I am running Ubuntu 22.04 lts with the 5.15 kernel.
Comment 1 Tyson 2024-11-05 02:24:45 UTC
Created attachment 175527 [details]
mozconfig
Comment 2 Tyson 2024-11-05 02:27:08 UTC
Created attachment 175528 [details]
suppressions
Comment 3 Tyson 2024-11-05 02:27:57 UTC
I am using Valgrind from git: commit 9a439e5c
Comment 4 Tyson 2024-11-05 02:30:48 UTC
Setting --track-origins=no seems to make the issue go away.
Comment 5 Paul Floyd 2024-11-05 08:53:16 UTC
What happens if you do as the message says
"Increase N_{TEMPORARY,PERMANENT}_BYTES and recompile." (in this case I presume N_TEMPORARY_BYTES, I suggest that you try 10 million).

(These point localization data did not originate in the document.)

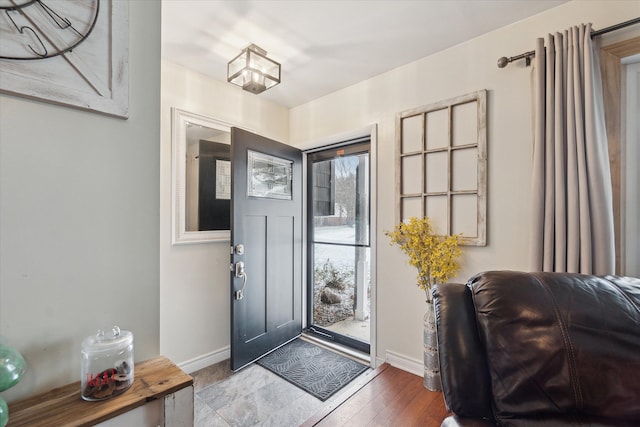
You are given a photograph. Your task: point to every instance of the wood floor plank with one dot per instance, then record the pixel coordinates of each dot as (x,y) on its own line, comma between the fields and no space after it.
(390,397)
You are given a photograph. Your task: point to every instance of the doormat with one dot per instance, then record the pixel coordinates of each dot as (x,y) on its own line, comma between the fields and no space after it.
(316,370)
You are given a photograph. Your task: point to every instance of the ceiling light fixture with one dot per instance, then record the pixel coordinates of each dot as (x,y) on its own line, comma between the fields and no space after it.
(253,71)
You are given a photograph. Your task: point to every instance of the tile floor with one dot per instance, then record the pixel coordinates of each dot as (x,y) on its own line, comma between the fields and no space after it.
(253,396)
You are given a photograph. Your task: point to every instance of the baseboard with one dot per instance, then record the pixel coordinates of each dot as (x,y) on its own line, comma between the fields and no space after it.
(405,363)
(208,359)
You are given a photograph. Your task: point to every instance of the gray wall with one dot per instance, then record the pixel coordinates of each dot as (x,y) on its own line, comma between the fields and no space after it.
(79,219)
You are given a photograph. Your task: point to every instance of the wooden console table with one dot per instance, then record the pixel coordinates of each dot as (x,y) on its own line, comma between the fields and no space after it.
(161,394)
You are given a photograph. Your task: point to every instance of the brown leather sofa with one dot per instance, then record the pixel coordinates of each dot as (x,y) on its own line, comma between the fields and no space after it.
(540,349)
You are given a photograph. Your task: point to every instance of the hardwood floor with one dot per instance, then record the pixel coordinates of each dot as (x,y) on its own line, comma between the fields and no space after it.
(384,397)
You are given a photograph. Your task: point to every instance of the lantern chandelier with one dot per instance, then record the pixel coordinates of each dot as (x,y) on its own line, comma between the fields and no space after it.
(253,71)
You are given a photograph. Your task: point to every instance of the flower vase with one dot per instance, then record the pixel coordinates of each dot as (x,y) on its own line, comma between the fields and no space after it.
(431,360)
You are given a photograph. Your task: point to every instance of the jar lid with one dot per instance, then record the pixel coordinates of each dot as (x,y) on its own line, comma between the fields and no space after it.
(105,341)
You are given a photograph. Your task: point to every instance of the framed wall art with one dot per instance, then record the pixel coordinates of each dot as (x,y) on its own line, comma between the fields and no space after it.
(73,53)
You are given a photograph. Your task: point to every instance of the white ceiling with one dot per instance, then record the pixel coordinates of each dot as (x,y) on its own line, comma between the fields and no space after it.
(324,45)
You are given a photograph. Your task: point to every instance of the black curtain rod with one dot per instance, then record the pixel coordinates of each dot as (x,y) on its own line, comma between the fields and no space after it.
(504,61)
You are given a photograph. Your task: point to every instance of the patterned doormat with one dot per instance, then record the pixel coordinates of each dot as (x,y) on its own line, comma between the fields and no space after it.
(314,369)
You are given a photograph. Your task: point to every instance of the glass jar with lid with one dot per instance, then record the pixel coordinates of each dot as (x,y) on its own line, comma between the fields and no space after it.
(107,364)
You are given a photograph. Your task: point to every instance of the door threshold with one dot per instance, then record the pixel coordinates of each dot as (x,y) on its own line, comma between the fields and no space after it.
(349,352)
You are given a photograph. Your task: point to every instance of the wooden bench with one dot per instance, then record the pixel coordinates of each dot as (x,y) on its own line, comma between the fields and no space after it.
(161,394)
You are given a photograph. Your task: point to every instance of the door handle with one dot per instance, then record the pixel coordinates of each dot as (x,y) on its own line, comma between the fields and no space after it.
(240,273)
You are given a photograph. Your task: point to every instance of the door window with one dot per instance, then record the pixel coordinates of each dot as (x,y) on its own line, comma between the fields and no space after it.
(339,244)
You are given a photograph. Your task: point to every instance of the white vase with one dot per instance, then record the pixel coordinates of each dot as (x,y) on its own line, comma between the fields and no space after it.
(431,361)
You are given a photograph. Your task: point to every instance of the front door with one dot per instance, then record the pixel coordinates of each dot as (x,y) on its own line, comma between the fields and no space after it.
(266,246)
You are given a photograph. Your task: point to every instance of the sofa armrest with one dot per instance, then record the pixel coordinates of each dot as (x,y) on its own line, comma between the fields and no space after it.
(464,371)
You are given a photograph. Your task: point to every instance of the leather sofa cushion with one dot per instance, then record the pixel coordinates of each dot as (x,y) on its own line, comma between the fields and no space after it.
(560,343)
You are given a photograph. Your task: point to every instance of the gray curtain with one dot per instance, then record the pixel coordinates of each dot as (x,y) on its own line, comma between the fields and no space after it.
(572,213)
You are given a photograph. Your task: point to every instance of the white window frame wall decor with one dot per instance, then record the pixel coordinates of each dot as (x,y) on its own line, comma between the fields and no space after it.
(441,166)
(180,120)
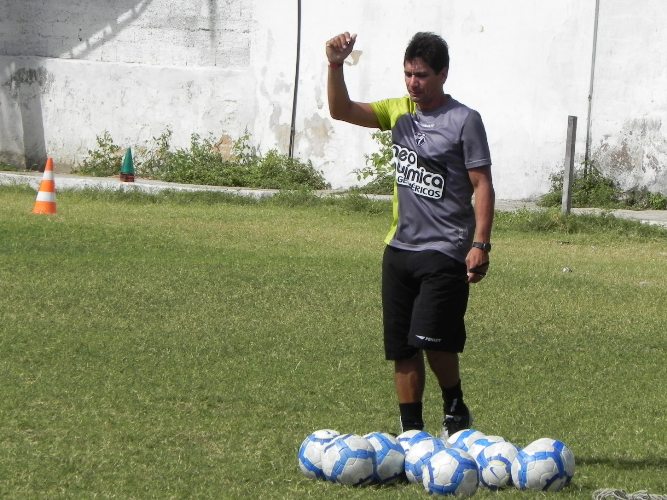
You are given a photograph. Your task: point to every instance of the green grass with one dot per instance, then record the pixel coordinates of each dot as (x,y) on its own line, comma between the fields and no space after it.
(184,345)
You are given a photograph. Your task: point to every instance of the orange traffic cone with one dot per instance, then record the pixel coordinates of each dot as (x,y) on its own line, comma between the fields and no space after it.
(46,197)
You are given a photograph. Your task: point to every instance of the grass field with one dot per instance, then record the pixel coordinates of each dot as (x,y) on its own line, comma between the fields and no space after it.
(184,345)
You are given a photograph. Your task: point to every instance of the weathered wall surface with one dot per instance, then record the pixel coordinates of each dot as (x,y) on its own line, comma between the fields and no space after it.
(71,69)
(629,104)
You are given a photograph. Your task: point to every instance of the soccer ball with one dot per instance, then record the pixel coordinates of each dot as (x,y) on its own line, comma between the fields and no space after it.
(408,438)
(389,457)
(349,459)
(451,472)
(464,438)
(545,464)
(310,452)
(418,455)
(481,443)
(495,464)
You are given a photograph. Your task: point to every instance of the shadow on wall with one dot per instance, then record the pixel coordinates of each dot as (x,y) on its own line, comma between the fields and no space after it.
(87,25)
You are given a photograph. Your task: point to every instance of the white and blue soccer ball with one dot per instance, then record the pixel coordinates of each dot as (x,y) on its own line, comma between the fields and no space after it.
(389,457)
(464,438)
(479,444)
(349,459)
(408,438)
(545,464)
(310,452)
(451,472)
(495,465)
(419,454)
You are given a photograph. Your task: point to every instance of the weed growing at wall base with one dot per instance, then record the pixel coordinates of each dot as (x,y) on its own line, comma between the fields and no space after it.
(591,188)
(203,162)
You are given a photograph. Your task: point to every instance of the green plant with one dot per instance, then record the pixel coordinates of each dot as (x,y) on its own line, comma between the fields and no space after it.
(202,162)
(103,161)
(642,198)
(591,188)
(152,159)
(379,170)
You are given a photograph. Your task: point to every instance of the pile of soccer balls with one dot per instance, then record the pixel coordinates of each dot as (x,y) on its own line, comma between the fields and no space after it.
(458,466)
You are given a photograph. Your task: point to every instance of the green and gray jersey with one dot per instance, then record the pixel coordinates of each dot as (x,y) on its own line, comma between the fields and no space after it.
(432,191)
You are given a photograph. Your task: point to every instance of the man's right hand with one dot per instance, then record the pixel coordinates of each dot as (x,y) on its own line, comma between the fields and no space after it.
(339,47)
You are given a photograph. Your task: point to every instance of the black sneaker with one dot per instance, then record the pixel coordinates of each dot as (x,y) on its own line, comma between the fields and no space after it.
(454,423)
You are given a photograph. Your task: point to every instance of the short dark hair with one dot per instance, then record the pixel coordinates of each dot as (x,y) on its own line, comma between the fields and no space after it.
(431,48)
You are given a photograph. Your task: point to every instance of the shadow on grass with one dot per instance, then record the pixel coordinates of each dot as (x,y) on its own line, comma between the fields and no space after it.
(625,463)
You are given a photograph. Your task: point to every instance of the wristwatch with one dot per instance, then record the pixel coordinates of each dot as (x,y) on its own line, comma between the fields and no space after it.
(482,246)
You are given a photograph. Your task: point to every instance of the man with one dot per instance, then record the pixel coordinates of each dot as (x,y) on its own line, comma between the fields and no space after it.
(438,243)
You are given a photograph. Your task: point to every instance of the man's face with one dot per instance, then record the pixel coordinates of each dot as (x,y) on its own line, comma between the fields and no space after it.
(423,84)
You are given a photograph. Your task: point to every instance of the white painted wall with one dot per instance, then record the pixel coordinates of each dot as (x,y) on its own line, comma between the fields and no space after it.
(71,69)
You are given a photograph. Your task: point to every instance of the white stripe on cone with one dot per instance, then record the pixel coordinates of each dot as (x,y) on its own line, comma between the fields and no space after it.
(46,196)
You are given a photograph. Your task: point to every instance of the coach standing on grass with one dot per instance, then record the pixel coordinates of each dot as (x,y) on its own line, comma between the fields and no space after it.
(438,243)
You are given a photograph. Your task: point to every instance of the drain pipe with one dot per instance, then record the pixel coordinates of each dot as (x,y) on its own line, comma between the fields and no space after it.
(296,79)
(587,155)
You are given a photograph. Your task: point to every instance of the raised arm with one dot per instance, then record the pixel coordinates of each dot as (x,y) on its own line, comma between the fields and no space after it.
(341,107)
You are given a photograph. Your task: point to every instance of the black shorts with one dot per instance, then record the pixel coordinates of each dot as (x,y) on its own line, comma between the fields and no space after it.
(424,300)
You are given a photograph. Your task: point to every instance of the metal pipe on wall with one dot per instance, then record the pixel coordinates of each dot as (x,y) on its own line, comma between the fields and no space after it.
(296,79)
(587,154)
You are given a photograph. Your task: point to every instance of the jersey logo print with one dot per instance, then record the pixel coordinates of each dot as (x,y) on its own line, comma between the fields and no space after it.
(420,138)
(411,174)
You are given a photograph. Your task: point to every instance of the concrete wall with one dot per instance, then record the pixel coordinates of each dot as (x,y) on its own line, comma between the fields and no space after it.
(72,69)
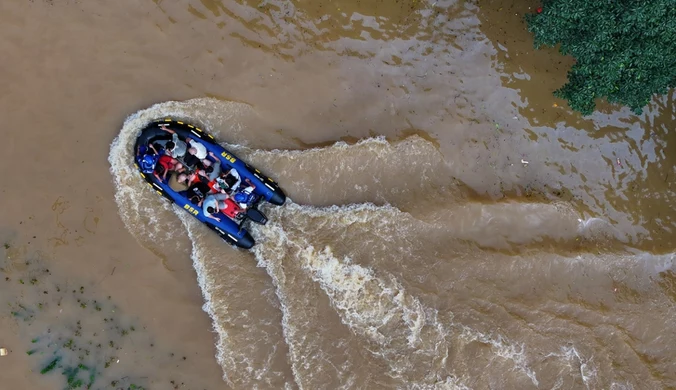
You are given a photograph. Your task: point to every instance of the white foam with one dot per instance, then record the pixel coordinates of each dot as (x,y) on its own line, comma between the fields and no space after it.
(578,364)
(516,352)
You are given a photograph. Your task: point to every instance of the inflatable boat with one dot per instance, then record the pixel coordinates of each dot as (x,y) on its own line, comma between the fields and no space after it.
(252,189)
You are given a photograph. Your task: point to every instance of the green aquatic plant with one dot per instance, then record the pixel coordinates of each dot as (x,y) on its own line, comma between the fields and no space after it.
(625,50)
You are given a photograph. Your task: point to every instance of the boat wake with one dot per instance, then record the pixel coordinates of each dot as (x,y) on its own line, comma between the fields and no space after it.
(398,277)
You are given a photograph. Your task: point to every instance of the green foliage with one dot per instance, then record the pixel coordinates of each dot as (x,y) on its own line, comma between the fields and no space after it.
(625,50)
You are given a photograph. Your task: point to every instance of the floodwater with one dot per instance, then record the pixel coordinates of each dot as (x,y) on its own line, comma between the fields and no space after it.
(450,225)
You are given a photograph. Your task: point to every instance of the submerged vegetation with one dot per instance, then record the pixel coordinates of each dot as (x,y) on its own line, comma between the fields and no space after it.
(625,50)
(82,340)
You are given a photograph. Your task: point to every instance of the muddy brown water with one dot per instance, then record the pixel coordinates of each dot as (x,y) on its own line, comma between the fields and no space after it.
(450,223)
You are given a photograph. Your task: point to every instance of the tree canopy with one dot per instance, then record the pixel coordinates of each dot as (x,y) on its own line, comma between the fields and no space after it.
(625,50)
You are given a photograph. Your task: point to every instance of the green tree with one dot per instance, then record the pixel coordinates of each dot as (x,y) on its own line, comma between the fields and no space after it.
(625,50)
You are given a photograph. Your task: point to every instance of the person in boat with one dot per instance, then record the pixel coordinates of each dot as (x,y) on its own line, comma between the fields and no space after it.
(146,158)
(220,203)
(166,164)
(244,196)
(176,147)
(197,192)
(197,149)
(212,168)
(232,179)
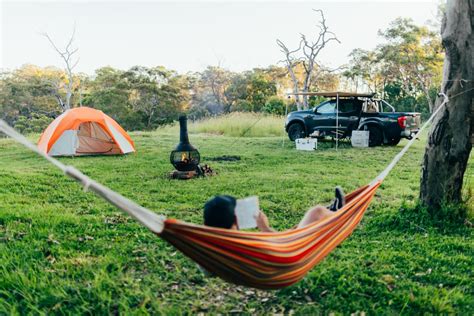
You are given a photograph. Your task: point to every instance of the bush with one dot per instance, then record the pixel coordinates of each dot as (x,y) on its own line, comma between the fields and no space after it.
(34,124)
(275,106)
(237,124)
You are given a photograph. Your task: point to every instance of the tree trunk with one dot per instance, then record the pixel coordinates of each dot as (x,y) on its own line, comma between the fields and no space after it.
(449,141)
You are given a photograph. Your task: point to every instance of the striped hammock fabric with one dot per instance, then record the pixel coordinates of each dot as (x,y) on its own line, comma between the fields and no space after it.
(254,259)
(267,260)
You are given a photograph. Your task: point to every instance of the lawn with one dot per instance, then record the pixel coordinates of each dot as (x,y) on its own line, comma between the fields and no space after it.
(65,251)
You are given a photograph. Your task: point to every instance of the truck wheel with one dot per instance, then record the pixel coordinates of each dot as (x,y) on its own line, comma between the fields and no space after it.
(394,141)
(375,136)
(296,131)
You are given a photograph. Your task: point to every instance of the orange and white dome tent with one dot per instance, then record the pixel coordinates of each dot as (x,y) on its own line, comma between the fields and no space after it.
(85,131)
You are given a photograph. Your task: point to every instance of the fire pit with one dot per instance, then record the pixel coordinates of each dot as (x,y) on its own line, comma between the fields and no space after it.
(185,158)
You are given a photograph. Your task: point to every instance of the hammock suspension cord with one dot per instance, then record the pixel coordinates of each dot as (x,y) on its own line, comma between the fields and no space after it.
(254,259)
(149,219)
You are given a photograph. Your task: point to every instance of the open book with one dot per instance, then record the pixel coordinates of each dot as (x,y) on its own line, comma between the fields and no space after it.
(246,212)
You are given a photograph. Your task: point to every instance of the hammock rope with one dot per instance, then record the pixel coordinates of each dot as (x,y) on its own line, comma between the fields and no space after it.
(254,259)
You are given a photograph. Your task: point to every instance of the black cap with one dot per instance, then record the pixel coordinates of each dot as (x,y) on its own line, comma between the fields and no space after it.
(220,211)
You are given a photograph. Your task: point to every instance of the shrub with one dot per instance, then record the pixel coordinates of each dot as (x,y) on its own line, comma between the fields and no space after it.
(34,124)
(275,106)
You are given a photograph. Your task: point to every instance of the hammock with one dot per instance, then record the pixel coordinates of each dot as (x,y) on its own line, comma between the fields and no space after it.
(254,259)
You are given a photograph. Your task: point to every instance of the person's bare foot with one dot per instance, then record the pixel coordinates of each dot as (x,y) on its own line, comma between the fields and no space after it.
(340,198)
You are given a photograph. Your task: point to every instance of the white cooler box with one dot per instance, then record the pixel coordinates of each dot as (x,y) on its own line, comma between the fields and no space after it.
(306,143)
(360,139)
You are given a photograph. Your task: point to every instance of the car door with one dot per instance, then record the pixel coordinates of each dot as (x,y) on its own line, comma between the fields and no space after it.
(324,117)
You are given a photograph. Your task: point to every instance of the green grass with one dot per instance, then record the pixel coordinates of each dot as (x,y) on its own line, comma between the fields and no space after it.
(64,251)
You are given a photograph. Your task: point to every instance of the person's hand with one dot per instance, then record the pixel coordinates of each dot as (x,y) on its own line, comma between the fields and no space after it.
(262,222)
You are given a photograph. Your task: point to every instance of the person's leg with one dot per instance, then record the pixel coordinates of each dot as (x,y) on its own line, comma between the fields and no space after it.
(315,214)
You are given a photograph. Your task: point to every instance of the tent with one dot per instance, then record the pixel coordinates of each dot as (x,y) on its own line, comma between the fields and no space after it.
(85,131)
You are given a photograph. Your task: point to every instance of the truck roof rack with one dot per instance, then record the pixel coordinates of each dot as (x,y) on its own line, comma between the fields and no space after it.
(335,94)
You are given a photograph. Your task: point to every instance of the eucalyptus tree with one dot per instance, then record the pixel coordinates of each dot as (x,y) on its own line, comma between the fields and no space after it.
(306,54)
(452,134)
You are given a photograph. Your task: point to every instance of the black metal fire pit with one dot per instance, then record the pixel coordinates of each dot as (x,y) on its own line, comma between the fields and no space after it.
(184,157)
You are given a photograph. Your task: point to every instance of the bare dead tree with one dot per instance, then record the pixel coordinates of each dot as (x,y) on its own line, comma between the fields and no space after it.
(310,50)
(451,136)
(67,56)
(290,62)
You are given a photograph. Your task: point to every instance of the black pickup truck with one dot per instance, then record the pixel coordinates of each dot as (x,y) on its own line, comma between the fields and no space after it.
(355,112)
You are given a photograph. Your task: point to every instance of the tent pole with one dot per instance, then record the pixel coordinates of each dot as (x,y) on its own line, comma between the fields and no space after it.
(337,120)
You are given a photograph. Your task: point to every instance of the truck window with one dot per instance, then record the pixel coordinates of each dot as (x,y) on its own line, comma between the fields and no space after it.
(328,108)
(347,106)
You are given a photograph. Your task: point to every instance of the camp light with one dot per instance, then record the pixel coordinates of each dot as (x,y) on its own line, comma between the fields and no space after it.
(184,157)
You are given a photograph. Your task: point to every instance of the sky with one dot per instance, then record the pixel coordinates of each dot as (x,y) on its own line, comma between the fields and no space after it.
(190,35)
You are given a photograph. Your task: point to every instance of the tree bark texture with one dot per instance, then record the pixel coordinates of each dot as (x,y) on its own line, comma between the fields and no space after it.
(449,141)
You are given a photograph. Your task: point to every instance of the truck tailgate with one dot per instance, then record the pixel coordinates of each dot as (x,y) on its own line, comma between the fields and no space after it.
(413,121)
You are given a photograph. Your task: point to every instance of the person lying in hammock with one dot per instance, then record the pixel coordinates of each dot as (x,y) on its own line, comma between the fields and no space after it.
(220,212)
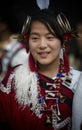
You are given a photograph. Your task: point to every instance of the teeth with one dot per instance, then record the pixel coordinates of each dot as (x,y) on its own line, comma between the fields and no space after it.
(49,98)
(51,84)
(51,94)
(47,91)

That's in VEX/priv/main_util.c

At present the size is 5 million and the comment says that it should be less than the L2 cache size. I think that the comment is out of date and should probably be LLC (typically L3 and 10Mbytes and more on most machines since about 2020).
Comment 6 Tyson 2024-11-05 15:14:48 UTC
(In reply to Paul Floyd from comment #5)
> What happens if you do as the message says
> "Increase N_{TEMPORARY,PERMANENT}_BYTES and recompile." (in this case I
> presume N_TEMPORARY_BYTES, I suggest that you try 10 million).

I did, that's where the assertion message came from. Please see the attached assertion.txt
Comment 7 Paul Floyd 2024-11-05 18:54:29 UTC
Sorry didn’t read carefully enough. The assert will be trickier.